There aren’t enough games nowadays that play for laughs. Sure, some games trend more light-hearted or humorous in tone, but it’s usually in service to a more foregrounded hero’s journey narrative. For a medium that owes so much to animation, especially cartoons, I can hardly think of any contemporary games working in the spirit of, say, the Looney Tunes. Unless you count the Rabbids, who (despite their successful turn as cannon fodder in Mario + Rabbids Kingdom Battle) usually turn everything in their path into a Minions-esque wasteland of hijinks. CHUCHEL, a point-and-click game from Czech studio Amanita Design, however, answers the call confidently, blending a DIY punk aesthetic with the Rube Goldberg-infused gags of a Wile E. Coyote short.
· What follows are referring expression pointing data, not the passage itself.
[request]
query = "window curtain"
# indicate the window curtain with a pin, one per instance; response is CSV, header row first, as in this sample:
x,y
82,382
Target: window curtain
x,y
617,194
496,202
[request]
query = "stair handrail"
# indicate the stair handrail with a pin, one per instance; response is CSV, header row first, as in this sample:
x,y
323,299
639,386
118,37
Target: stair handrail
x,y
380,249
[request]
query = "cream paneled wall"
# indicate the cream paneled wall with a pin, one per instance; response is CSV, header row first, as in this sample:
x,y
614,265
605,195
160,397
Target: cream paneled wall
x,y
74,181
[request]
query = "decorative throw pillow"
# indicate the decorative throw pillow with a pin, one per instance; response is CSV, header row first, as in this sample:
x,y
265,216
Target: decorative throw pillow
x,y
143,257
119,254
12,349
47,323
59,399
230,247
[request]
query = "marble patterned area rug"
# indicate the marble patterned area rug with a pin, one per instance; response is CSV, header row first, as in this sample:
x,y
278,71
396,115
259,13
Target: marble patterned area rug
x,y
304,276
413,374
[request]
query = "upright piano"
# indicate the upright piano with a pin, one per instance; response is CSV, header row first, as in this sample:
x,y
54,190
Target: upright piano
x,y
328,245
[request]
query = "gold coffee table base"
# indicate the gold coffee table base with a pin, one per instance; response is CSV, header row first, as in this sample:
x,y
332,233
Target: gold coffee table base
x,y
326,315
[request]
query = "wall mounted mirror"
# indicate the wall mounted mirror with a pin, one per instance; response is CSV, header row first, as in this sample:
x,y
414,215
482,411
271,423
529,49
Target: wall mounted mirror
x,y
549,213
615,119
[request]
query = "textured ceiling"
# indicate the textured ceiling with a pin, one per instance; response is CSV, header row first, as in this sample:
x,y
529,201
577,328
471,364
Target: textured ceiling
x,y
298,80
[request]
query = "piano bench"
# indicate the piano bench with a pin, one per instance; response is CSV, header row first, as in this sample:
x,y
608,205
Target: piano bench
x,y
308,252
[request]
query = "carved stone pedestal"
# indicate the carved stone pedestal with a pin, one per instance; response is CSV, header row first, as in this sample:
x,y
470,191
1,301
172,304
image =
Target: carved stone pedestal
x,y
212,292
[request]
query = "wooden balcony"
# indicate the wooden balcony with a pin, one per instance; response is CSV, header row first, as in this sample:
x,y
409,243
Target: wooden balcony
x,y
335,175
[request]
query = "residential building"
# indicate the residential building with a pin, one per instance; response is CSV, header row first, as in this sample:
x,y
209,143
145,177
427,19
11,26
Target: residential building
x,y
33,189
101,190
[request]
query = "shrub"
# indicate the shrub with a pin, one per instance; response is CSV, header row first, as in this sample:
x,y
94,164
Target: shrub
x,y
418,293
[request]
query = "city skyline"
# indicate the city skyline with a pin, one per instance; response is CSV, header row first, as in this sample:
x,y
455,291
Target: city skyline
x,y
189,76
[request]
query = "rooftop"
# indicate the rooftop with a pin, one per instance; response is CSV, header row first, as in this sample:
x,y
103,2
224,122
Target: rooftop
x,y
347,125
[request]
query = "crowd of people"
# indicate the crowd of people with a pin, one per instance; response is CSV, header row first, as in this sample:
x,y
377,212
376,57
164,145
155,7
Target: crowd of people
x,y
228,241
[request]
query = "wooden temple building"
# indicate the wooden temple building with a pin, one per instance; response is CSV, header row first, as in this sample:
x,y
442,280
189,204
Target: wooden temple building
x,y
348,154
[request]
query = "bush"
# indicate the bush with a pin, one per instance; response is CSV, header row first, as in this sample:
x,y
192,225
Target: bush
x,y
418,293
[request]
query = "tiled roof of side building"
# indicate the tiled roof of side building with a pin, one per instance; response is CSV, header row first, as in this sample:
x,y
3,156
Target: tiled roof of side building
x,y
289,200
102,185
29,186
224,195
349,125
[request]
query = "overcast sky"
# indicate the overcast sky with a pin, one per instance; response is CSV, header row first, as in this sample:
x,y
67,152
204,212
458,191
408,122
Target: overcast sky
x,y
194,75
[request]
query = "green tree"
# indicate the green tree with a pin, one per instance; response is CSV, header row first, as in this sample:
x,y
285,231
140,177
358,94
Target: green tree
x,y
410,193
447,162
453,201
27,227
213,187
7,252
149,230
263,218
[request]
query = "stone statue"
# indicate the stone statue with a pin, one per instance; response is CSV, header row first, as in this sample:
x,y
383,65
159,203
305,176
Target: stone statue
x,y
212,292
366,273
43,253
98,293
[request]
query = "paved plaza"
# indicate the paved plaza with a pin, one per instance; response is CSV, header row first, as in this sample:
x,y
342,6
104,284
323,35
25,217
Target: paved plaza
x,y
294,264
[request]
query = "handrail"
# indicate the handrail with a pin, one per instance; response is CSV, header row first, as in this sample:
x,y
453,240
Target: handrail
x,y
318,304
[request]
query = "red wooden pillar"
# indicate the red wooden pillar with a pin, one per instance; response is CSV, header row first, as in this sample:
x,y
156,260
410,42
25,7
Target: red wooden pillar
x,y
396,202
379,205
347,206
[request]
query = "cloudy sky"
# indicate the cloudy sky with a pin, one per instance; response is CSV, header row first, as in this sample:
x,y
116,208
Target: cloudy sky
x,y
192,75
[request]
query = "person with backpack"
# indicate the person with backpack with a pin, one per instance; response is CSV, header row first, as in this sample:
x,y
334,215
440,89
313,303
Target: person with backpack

Mechanically CHUCHEL isn’t much of a departure from the point-and-click adventure foundations of the studio’s beautifully illustrated past efforts, such as Machinarium and the Samorost series. You are given omniscient control over a scene, interacting with a variety of objects and creatures to progress to the next situation. Ostensibly, you also control Chuchel, a ball of fuzz or hair, in its quest to reclaim a stolen cherry. The cherry is each humorous scene’s MacGuffin—the Roadrunner to the aforementioned coyote. In each scene, the cherry is embroiled in increasingly ridiculous scenarios and Chuchel (joined later by a potato-shaped dog-like creature) is helpless to resist its allure.

CHUCHEL‘s foundations are that of a by-the-numbers Saturday-morning cartoon, but the game more than makes up for its stock narrative structure in style. A game like CHUCHEL runs the risk of being too precious, something like a Pixar short that lacks any of the emotional substance of a feature-length effort. Thankfully, the hand-drawn visual style of Amanita’s past titles returns in CHUCHEL, infusing the game with the independent ethos of a Don Hertzfeldt animation. Further turning the dial way down on preciousness is the fact some of the scenes and creatures in CHUCHEL are downright unsettling, recalling the body horror and startling scope transitions of The Ren and Stimpy Show—think extreme close-ups of hairy kneecaps. The idiosyncratic, freak folk score from Czech band DVA only rounds out the game’s absurd aesthetic.

Despite its peculiar flourishes, CHUCHEL positions itself as Amanita Design’s most welcoming game yet. While some sequences involve the impressionistic brand of puzzling found in the studio’s other games, it won’t take you as long to tease what is required to progress. Some scenes aren’t puzzles at all, but playful what-if riffs on games like Tetris or Pac-Man. Overall there is a great sense of variety for a game that takes roughly two hours to complete. Its length, too, is well-considered, as a much longer game comprised the same types of slapstick gags would wear out its welcome.

CHUCHEL‘s variety does expose occasional warts. Some sections, while manageable with a mouse, are screaming for the touch-based controls of a phone or tablet. The game is bound for those devices in the near future, and, like last year’s Gorogoa, they might be the better venue for this type of game. Shorter pick-up-and-play sessions on mobile devices might also lend to the episodic way CHUCHEL is segmented. During a single session playthrough, I couldn’t help but find it a bit strange that I was shown the game’s title card over and over again like I was binge-watching a Netflix show.

None of these complaints squander CHUCHEL‘s goodwill, however. Amanita Design’s attempt to make a comedy game using their point-and-click adventure formula succeeds. By blending singular hand-drawn illustration and animation styles with time-tested comedic tropes, CHUCHEL, while never quite reaching laugh out loud heights, made me smile in a way few games ever do.

This review is based on the PC version of the game, which was provided by Amanita Design.


CHUCHEL aims to be a mostly comedic turn for Amanita Design and succeeds due to a winning combination of idiosyncratic aesthetic choices and streamlined point-and-click mechanics.